Kenapa Pelari Marathon Harus Minum Sebelum Haus? Tinjauan Keperawatan

Saya adalah seorang mahasiswa ilmu keperawatan uin jakarta yang sedang menuntut ilmu dan mengerjakan tugas
·waktu baca 3 menit
Tulisan dari Abdy Tanu Wijaya tidak mewakili pandangan dari redaksi kumparan
Olahraga lari jarak jauh seperti fun run dan marathon saat ini semakin populer di kalangan masyarakat, terutama generasi muda. Namun, masih banyak peserta lomba lari yang belum memahami alasan mengapa di sepanjang rute lomba marathon lebih banyak tersedia water station dibandingkan tempat makan. Padahal, keberadaan water station memiliki peran penting dalam menjaga keselamatan dan performa pelari selama mengikuti perlombaan.
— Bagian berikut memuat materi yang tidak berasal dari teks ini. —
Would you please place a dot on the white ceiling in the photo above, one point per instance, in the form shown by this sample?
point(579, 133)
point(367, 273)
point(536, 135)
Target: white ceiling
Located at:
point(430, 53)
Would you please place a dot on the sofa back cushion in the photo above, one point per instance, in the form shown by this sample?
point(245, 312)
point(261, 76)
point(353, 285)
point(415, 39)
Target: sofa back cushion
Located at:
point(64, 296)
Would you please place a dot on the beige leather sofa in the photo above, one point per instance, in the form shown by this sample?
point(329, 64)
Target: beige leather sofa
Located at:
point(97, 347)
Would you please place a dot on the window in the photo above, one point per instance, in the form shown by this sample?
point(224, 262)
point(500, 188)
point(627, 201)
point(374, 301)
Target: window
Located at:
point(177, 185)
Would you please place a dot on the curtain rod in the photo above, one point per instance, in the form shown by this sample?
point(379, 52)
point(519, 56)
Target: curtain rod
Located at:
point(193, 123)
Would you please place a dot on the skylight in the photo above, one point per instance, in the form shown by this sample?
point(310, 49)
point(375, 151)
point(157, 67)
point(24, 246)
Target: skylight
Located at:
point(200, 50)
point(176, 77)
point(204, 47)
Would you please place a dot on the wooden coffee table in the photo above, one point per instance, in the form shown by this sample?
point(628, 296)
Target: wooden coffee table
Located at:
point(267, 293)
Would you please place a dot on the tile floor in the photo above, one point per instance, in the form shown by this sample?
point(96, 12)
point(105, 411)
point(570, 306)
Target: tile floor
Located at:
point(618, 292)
Menurut American College of Sports Medicine (2021), aktivitas lari jarak jauh menyebabkan tubuh kehilangan cairan dalam jumlah besar melalui keringat, bahkan dapat mencapai 1–2 liter per jam tergantung intensitas olahraga dan kondisi lingkungan. Kehilangan cairan tersebut perlu segera digantikan untuk menjaga keseimbangan cairan tubuh agar pelari tetap mampu mempertahankan performa selama perlombaan berlangsung.
Menurut World Health Organization (2023), kehilangan cairan tubuh sekitar 2% dari berat badan saja sudah dapat menurunkan kemampuan fisik, meningkatkan rasa lelah, serta meningkatkan risiko gangguan kesehatan seperti pusing dan kram otot. Oleh karena itu, penyediaan water station secara berkala menjadi salah satu strategi penting dalam mencegah terjadinya dehidrasi pada peserta marathon.
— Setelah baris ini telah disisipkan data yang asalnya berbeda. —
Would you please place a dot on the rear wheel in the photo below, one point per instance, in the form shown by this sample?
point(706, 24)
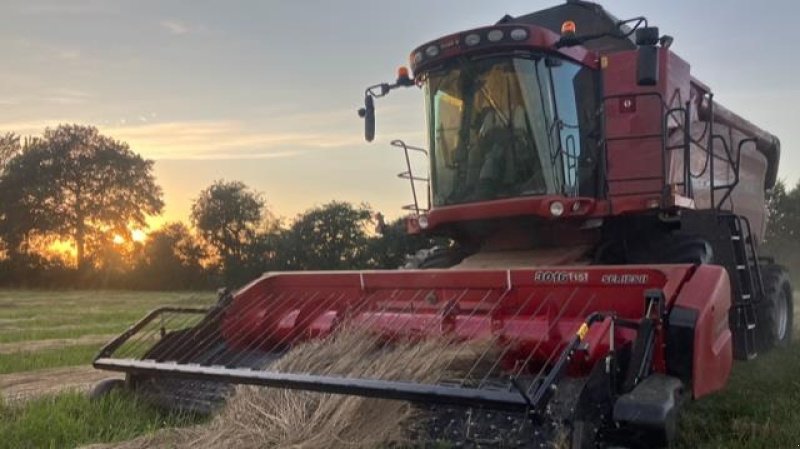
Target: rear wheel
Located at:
point(105, 387)
point(778, 311)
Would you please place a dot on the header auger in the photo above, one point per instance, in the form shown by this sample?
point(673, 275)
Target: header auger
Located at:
point(606, 215)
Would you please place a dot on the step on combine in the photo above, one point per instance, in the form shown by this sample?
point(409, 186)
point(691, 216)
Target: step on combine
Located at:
point(605, 212)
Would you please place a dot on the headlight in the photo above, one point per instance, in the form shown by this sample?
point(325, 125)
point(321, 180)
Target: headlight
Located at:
point(472, 39)
point(519, 34)
point(556, 208)
point(495, 35)
point(432, 51)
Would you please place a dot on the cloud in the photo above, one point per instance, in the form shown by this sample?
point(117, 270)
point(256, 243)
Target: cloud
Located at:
point(72, 7)
point(220, 140)
point(65, 96)
point(175, 27)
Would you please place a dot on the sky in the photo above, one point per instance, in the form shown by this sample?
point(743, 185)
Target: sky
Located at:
point(266, 92)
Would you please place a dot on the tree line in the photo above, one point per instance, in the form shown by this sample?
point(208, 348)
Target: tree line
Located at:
point(73, 201)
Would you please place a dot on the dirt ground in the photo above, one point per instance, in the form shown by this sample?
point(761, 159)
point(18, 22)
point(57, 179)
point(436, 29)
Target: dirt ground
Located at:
point(20, 386)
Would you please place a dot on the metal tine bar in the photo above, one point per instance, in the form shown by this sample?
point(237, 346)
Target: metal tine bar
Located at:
point(321, 305)
point(234, 340)
point(497, 337)
point(267, 335)
point(376, 338)
point(235, 352)
point(207, 341)
point(557, 319)
point(362, 303)
point(142, 341)
point(378, 313)
point(508, 345)
point(474, 332)
point(471, 314)
point(130, 347)
point(556, 351)
point(410, 306)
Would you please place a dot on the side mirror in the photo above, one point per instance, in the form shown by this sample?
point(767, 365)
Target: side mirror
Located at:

Selain kehilangan cairan, tubuh juga kehilangan elektrolit seperti natrium dan kalium melalui keringat selama aktivitas fisik berlangsung. Menurut Casa et al. (2022), elektrolit berperan penting dalam menjaga fungsi saraf, kontraksi otot, serta keseimbangan cairan tubuh selama olahraga ketahanan seperti marathon. Oleh karena itu, selain air putih, beberapa water station juga menyediakan minuman isotonik untuk membantu menggantikan elektrolit yang hilang selama berlari.
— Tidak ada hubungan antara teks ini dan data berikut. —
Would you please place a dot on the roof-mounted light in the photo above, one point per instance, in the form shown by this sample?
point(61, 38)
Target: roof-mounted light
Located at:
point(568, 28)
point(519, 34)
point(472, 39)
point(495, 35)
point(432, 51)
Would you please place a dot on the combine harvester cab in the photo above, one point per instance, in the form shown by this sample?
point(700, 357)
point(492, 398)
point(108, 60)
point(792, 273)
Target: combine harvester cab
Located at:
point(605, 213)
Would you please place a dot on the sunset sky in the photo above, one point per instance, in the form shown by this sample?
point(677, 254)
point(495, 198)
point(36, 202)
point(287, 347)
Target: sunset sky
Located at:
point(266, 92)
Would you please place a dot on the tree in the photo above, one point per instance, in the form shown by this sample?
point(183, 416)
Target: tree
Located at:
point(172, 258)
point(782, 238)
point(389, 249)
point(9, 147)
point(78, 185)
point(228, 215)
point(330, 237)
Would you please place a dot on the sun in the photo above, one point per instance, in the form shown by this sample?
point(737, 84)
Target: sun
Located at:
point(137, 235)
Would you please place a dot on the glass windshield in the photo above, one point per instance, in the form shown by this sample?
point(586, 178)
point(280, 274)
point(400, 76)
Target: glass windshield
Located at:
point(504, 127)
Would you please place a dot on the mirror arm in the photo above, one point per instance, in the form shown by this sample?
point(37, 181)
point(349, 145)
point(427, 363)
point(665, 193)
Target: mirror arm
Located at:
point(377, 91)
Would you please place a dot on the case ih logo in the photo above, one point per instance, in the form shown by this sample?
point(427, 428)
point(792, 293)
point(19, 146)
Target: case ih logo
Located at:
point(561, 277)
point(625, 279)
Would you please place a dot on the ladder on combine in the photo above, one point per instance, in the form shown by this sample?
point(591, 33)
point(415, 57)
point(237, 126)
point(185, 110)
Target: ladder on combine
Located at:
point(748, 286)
Lalu, mengapa makanan padat tidak disediakan sebanyak minuman selama lomba marathon?
Menurut Jeukendrup (2021), saat seseorang melakukan aktivitas fisik intensitas tinggi seperti lari jarak jauh, aliran darah dalam tubuh lebih banyak difokuskan ke otot dibandingkan ke sistem pencernaan. Kondisi ini menyebabkan proses pencernaan makanan menjadi lebih lambat sehingga konsumsi makanan padat dalam jumlah banyak saat berlari dapat meningkatkan risiko gangguan pencernaan seperti mual, kembung, dan nyeri perut.
Menurut Hew-Butler et al. (2023), selain berfungsi menjaga hidrasi tubuh, keberadaan water station juga bertujuan mencegah gangguan keseimbangan elektrolit seperti exercise-associated hyponatremia, yaitu kondisi penurunan kadar natrium dalam darah akibat ketidakseimbangan cairan selama aktivitas olahraga ketahanan. Kondisi ini dapat menyebabkan gejala seperti mual, kebingungan, hingga komplikasi serius apabila tidak segera ditangani.
Dari sudut pandang ilmu keperawatan, edukasi mengenai pentingnya hidrasi selama aktivitas fisik sangat diperlukan, terutama bagi masyarakat yang baru mulai mengikuti kegiatan lari jarak jauh. Banyak pelari pemula yang masih menganggap minum hanya diperlukan ketika merasa haus, padahal rasa haus merupakan tanda bahwa tubuh sudah mulai mengalami kekurangan cairan.
Menurut Kementerian Kesehatan Republik Indonesia (2022), pemenuhan kebutuhan cairan selama aktivitas fisik merupakan salah satu langkah penting dalam menjaga kondisi tubuh tetap optimal serta mencegah terjadinya gangguan kesehatan selama berolahraga. Dengan memahami fungsi water station dalam lomba marathon, masyarakat diharapkan dapat lebih bijak dalam menjaga kebutuhan cairan tubuh selama berolahraga agar tetap aman dan nyaman saat mengikuti kegiatan lari jarak jauh.